LONG WAY UP is a reality series featuring Ewan McGregor and his best friend traveling across Central and South America on motorcycles. In 2004 and 2007 McGregor and his best friend Charley Boorman completed two successful multi-country motorcycle treks. But after a major accident, during which Boorman sustained serious injuries, the duo decided to embark on another journey. Armed with special electric Harley Davidson motorcycles, helmets fitted with cameras and mics, and an electric-car driving production crew that will meet them them at check points, the two start from Tierra Del Fuego and attempt to travel 13,000 miles to Los Angeles in three months.
Is it any good?
This slow-moving series features the duo, who have aged a bit since their last multi-country bike trip, attempting to ride up the Americas using enhanced electric vehicles. But the adventure is less about who they meet or what they see, and more about the challenge to charge their bikes and cars in remote areas with limited electrical capacity, and in cities and towns that lack appropriate charging stations. Meanwhile, some of the mistakes they make (like not bringing appropriate adapters for the countries they are passing through) make you wonder if they did their homework before starting the experience.

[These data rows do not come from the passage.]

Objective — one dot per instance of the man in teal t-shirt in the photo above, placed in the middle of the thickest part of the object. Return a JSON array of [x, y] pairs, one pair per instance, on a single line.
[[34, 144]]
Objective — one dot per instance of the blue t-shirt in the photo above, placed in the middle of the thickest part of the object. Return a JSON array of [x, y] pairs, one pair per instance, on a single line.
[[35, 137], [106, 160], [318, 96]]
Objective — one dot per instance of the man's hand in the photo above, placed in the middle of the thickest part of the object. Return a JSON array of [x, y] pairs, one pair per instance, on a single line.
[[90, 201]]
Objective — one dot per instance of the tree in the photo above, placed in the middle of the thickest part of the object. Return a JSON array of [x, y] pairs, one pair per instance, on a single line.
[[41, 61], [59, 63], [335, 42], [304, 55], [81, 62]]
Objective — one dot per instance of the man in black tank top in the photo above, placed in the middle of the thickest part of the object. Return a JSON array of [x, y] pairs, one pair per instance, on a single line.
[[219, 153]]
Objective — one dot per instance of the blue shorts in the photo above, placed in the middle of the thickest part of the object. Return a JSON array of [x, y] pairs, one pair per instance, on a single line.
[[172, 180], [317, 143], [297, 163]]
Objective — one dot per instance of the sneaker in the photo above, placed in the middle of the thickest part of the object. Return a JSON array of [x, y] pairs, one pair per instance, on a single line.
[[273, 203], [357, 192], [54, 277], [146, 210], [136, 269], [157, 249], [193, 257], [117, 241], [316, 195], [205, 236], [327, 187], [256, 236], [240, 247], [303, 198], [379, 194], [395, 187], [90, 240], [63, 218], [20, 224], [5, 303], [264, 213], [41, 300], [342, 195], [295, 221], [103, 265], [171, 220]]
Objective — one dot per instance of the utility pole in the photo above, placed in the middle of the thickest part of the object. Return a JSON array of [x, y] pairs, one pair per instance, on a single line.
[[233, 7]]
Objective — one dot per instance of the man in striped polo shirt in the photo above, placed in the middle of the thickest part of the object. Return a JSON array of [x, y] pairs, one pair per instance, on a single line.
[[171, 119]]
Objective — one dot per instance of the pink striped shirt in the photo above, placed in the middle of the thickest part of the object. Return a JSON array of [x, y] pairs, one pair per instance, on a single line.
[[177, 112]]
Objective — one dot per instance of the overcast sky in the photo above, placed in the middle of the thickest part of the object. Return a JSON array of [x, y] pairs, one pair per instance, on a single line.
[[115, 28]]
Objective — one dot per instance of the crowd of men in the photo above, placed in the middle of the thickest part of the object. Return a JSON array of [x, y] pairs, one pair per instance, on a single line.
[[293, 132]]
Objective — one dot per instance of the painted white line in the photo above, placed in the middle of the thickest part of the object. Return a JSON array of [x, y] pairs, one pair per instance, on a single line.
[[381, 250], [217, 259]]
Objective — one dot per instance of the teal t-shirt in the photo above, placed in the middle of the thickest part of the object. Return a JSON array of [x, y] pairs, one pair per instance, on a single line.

Despite the bumps in the road, Long Way Up does offer some quick glimpses into life in Central and South America. There are also some interesting problem-solving moments. But the overall series is really focused on the trials of the two men and their crew as they try to find outlets to plug in their vehicles and attempt to hit their mileage goals so they'll arrive in Los Angeles on time. If you’re looking for an in-depth travel series, this one won’t deliver. But some folks may still find watching the experience entertaining.
Talk to your kids about ...
Families can talk about the purpose behind Long Way Up. Is it to showcase different people, places, and cultures? Communicate environmental messages? Promote electric vehicle use? Or simply to document a travel experience? What can be learned from this series?
What are some of the benefits of of multi-country travel? Are there any dangers? If you were to embark on a trip like the one featured here, how would you prepare for it?